I'm making a project that's going to use the FTP features of libcurl. Because I am planning on distributing my program, I copied all the header and source files from the libcurl lib folder into my program. When I built my program, I got a load of errors that stuff couldn't find other stuff, so I added libcurl.lib to the additional libraries and -lcurl to other linker options and copied libcurl.lib to my project folder and now the only error I get is 'ld.exe cannot find -lcurl'. I tried adding the project folder (the place where libcurl.lib is) to the linker search paths, but I still get the error. What happened to cause this?
(I posted this on StackOverflow but I got no answers. Hopefully I'll get some here :)

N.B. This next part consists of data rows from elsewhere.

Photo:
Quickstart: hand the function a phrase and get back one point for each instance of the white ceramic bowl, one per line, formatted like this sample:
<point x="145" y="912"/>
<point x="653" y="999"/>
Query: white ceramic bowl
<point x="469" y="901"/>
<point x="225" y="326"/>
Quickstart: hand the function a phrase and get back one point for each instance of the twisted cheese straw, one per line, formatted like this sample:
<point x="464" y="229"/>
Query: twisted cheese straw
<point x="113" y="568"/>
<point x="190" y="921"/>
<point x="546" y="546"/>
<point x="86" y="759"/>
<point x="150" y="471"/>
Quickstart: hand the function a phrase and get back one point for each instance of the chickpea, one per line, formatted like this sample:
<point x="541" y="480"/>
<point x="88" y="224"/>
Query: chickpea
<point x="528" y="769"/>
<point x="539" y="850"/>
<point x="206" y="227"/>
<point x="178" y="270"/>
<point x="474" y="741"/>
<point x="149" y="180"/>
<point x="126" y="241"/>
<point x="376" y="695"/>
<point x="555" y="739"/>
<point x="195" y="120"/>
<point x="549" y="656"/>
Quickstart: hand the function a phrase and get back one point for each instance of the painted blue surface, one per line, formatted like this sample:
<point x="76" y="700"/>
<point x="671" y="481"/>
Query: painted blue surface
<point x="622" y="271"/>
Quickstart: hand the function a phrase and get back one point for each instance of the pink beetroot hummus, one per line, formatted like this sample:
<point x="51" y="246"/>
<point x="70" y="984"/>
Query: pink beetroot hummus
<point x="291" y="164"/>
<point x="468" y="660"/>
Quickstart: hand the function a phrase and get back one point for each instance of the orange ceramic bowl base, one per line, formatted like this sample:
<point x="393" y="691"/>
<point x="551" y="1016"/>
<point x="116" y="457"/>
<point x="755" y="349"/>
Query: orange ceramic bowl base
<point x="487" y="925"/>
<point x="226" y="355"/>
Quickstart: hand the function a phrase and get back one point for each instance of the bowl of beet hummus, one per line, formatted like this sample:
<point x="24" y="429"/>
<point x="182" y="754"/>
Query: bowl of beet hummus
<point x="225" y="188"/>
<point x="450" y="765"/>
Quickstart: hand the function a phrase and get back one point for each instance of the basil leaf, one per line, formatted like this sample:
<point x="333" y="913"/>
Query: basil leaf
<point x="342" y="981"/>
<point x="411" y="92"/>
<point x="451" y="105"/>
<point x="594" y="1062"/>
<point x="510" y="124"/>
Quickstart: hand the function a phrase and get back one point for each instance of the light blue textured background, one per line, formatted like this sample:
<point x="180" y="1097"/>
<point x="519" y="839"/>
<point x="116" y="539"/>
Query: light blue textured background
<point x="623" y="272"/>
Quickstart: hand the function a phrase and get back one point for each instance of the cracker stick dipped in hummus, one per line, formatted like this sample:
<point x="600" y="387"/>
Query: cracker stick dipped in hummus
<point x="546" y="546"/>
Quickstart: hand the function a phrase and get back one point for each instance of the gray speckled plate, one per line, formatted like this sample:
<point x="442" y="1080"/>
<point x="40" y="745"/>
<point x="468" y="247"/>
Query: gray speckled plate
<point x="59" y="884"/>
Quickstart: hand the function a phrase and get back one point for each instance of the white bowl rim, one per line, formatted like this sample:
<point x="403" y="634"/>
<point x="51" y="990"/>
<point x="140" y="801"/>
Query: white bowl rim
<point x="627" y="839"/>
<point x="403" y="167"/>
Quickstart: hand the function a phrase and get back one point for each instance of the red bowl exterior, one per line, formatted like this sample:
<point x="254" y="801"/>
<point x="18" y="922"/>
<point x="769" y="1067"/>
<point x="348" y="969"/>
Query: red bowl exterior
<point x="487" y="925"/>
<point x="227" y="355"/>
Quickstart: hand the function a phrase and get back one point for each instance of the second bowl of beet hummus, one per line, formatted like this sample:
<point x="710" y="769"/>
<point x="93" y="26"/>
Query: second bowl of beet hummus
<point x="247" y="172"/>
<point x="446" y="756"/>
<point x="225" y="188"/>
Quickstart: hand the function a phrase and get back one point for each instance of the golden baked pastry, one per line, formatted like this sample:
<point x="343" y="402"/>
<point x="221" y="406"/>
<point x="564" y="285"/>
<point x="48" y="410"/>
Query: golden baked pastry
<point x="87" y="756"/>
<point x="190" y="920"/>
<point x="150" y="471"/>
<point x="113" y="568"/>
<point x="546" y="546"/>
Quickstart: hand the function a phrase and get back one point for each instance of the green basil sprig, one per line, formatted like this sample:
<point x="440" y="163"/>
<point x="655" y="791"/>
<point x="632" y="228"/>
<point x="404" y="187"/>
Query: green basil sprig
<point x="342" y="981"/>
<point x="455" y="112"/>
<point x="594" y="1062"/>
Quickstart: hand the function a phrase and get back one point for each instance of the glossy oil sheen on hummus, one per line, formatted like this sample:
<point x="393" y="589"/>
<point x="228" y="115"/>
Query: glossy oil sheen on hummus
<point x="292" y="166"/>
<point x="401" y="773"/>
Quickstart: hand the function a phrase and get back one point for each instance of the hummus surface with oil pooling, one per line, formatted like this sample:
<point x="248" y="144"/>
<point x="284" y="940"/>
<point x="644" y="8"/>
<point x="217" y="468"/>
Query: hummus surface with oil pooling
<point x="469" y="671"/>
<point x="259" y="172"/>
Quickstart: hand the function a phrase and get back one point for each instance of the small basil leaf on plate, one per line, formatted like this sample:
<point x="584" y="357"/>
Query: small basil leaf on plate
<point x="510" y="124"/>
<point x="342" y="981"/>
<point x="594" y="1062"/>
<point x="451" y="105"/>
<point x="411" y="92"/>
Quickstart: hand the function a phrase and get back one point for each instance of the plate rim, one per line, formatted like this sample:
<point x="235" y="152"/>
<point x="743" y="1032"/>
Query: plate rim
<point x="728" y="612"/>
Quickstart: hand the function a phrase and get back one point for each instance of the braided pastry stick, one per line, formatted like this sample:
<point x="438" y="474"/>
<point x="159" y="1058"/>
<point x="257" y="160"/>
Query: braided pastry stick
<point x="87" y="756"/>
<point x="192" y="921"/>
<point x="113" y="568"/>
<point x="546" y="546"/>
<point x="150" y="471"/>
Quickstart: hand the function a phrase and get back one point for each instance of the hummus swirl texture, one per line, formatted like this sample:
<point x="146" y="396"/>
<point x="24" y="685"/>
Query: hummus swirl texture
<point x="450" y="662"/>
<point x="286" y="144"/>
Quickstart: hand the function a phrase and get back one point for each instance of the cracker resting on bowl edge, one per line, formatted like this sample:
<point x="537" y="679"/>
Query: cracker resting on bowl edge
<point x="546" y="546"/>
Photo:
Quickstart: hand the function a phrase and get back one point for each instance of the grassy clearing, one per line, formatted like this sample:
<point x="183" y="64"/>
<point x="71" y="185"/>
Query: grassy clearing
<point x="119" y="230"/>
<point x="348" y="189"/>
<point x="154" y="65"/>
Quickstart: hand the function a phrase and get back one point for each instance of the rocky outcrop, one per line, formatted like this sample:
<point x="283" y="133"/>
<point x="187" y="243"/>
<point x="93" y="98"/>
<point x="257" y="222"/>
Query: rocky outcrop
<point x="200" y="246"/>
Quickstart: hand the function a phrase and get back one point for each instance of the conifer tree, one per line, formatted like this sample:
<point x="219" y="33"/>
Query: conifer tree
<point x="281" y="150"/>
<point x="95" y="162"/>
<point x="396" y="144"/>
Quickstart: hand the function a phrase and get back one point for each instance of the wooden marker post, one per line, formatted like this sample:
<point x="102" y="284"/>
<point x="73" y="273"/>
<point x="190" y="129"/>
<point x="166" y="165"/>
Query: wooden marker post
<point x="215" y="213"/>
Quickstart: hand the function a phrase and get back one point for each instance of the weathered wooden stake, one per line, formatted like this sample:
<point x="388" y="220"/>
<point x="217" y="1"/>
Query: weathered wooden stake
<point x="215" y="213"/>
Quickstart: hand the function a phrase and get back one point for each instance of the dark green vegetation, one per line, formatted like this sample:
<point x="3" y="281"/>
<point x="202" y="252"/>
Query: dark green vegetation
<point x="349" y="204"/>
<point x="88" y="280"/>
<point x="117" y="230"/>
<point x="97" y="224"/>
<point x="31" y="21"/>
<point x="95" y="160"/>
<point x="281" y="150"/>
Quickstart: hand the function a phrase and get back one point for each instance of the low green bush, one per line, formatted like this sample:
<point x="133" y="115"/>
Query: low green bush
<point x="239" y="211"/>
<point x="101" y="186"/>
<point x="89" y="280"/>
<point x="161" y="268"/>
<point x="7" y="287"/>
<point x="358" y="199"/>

I remember trying that, but it still didn't work. (I'm using WinINet now so I don't need to download and setup any libraries because its part of windows :D)
Did you add the right path in your lib directories? If you just plopped the lib in a file, outside of PATH, that is even one directory deeper then the one your compiler is told to look in then it won't find it.
I think he means his project dir.
AFAIK, on Windows it's totally usual to have dlls shipped with released software. There's nothing wrong about having headers etc. somewhere in you project directory...
JoR: I disagree. It's fine to have a local build of a library, but the library should always remain intact as a unit unless you have the need and ability to port and test the library in your environment.
programmer47: I recomend you build and install the library using the library's build mechanism. Do not copy the files into your project, just use the installed library.
When you distribute your application, then distirbute the library with your app as binary. How exactly you do that depends the deployment method/platform and so on.
I see what you mean. But it's often not easy to build a 3rd Party lib from source without the build system. Plus, it may not work as expected if built with the wrong flags. You just don't know until you test it.